Follow blog via email

So what can be done about bullying?

bullyjpg

As some of you might have read, shockingly, some terrible messages and bullying continued to follow Brandy Vella on social media after her tragic death. What can be done to reduce bullying in schools and universities?

The results of “anti-bullying” campaigns have been rather disappointing, but an article written by Sue Young about her experiences in putting in place successful interventions that worked, is encouraging. Sue creates a support group that helps the kid in various small ways, without addressing the bullying itself. She recruits the students for the group, based on an interview with a bullied child, and asks them to each come up with something they personally could do for the unhappy child. Sue states: “students’ knowledge of their lives in school makes even young children skilled at knowing the small but significant actions they can take to help make another child happy. In fact, one of the best suggestions I ever heard was from a little girl who said, “I’ll watch out for him coming in through the gate in the morning and smile and say hello!”

Factors that make individual kids likelier to help others include when they’ve been specifically asked and have agreed to help, the need for help is unambiguous, they’ve been given responsibility and a specific task to do, and they know they’ll receive feedback. These factors are enhanced in a group context in which they know their suggestion has been accepted, they identify with a successful group, and commitments have been made during group discussion. In this sense, unhelpful behavior becomes unacceptable to the group because it endangers the success of the group as a whole.

Sue Young states that she has used her approach in 50 primary school cases of bullying, and that bullying ceased in 47 of these cases within six weeks of the initiation of the support group intervention.

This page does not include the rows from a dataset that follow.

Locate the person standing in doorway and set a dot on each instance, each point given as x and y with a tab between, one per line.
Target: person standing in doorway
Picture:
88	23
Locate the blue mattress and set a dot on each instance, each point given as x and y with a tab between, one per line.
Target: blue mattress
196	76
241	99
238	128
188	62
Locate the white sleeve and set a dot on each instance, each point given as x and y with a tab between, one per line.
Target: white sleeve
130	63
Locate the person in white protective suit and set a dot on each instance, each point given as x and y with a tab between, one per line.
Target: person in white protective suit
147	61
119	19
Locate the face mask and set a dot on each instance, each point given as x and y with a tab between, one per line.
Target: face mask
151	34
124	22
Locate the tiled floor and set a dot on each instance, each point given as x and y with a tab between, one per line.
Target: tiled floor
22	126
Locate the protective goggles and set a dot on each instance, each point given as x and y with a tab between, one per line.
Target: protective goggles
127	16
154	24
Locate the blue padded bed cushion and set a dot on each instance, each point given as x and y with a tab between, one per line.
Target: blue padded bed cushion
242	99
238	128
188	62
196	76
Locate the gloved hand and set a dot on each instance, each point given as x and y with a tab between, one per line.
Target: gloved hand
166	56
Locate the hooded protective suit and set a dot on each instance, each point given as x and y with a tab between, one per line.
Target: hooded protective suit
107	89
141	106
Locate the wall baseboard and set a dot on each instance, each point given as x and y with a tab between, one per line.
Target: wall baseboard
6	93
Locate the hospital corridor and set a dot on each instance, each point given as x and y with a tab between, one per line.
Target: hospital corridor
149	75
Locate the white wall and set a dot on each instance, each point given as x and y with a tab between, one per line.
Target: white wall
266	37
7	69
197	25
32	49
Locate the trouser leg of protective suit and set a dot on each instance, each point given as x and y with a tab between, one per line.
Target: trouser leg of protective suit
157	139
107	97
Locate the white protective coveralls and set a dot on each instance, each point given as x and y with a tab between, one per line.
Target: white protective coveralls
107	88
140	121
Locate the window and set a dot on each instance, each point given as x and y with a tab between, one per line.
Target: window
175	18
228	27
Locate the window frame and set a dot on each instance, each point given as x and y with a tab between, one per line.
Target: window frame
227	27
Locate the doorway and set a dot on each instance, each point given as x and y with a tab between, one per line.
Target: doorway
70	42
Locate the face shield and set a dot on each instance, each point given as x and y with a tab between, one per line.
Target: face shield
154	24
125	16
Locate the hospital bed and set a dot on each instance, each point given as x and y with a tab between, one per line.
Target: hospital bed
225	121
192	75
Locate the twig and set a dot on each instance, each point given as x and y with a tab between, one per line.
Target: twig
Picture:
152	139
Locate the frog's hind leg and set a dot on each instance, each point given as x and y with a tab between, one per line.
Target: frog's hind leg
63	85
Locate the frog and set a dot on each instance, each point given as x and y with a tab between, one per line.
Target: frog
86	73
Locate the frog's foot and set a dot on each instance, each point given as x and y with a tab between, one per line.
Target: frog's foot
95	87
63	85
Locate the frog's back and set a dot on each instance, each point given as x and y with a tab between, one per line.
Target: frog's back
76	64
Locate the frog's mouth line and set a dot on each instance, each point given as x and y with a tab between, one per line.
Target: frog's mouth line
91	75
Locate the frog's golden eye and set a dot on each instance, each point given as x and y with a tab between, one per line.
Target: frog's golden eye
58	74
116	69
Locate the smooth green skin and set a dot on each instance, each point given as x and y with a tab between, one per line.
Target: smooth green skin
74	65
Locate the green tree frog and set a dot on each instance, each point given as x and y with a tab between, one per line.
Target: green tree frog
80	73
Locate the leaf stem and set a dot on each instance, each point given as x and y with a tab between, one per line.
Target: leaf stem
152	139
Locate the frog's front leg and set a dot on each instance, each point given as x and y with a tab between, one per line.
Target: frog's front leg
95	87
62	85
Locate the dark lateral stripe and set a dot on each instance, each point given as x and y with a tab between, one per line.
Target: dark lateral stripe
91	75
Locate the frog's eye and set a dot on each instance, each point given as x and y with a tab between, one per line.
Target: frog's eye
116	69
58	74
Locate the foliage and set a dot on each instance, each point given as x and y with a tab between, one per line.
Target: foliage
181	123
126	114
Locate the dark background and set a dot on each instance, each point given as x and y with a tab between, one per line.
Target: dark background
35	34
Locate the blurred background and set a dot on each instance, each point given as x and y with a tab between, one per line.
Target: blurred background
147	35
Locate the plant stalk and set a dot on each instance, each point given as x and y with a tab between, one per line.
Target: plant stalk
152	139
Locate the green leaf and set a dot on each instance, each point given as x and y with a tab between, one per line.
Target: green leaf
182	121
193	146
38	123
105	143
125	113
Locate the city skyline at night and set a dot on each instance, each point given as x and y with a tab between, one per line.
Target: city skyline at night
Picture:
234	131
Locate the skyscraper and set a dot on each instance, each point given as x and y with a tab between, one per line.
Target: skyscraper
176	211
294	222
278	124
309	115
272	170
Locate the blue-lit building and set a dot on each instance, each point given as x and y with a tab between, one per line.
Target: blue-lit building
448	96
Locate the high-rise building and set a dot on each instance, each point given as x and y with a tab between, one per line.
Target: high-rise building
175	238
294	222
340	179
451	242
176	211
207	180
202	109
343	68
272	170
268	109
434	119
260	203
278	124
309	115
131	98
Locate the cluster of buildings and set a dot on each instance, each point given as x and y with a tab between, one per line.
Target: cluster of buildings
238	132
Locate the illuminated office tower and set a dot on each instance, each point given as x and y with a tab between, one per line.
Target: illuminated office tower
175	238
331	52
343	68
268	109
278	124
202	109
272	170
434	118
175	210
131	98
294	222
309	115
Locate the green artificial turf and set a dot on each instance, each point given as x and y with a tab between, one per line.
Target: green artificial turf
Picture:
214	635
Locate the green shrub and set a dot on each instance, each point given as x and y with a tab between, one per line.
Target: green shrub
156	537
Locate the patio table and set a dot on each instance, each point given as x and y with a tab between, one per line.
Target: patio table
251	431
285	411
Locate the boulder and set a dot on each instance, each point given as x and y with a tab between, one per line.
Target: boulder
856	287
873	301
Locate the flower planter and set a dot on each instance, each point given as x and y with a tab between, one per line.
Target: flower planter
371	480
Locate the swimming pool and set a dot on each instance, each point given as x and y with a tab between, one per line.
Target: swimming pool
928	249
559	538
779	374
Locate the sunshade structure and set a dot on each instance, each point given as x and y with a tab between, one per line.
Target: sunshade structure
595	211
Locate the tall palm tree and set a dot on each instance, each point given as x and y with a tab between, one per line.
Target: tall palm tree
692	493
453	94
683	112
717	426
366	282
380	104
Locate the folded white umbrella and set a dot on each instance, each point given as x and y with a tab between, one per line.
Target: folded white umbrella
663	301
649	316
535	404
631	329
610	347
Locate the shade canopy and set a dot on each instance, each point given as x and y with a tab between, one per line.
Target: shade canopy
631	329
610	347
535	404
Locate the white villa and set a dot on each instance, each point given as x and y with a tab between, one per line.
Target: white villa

Sue Young’s results were reviewed and published in the journal of Educational Psychology in Practice. More information can be found in her article entitled

“Bullying Reconsidered: Helping Children Help Each Other”

on the Psychotherapy Networker blog at https://psychotherapynetworker.org/blog/details/1087/how-to-create-an-anti-bullying-support-group.

                Irit Felsen

Comments

  1. May I forward/ share this please? Sincerely, Francine Glasser

    • You certainly can share this, I hope as many of us can can see it, expecially
      school psychologist and counselors. Today I heard of yet another suicide at Columbia
      University, the third this semester!
      We must come up with better methods to help young people with some of the issues
      that drive them to such desperate actions, especially the issue of bullying. Thank
      you for your interest in the blog!